RF: Mas por que esses três álbuns, porque o conceito de uma trilogia do Cure deveria ser o Seventeen Seconds, Faith e Pornography.
SG: Álbuns da trilogia da época fria estão muito próximos, eles não mostram a evolução do line-up. Exceto nós dois, os outros não estavam lá na época de Faith e Seventeen Seconds.
RS: E nós tínhamos tocado os três quase inteiros durante a Dream Tour. Quando eu compus Bloodflowers, eu estava pensando em Pornography e Disintegration.
RF: Duas canções do Kiss Me ["If Only Tonight We Could Sleep" e "The Kiss"] foram tocadas como encore. Precisamente, depois do Kiss Me em 1988, você anunciou que você estava trabalhando em uma coleção de romances. O que aconteceu com aquilo?

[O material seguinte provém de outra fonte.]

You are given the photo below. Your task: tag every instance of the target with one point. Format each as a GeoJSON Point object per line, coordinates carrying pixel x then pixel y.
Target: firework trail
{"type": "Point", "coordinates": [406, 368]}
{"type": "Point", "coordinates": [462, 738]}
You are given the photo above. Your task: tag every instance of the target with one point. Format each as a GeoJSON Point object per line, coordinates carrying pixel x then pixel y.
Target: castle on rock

RS: Nada. Eu estava escrevendo romances para minhas sobrinhas e sobrinhos. Algumas delas se tornaram canções como "To Wish Impossible Things", "The Last Day of Summer" e "Lovesong", um romance escrito para Mary [sua esposa]. Mas na época, eu tinha que provar para mim mesmo acima de tudo que eu poderia ser um autor. Cantar no Cure não era sucifiente; eu gastava meu tempo comparando meus textos em relação aos meus escritores favoritos, era assustador. Eu estava me acalmando dizendo que eles não escreviam canções, mas era absolutamente frustrante entender que eu nunca chegaria naquele nível, eu nunca tocaria a arte das palavras de Jorge Luis Borges [o escritor argentino autor de "Fictions".]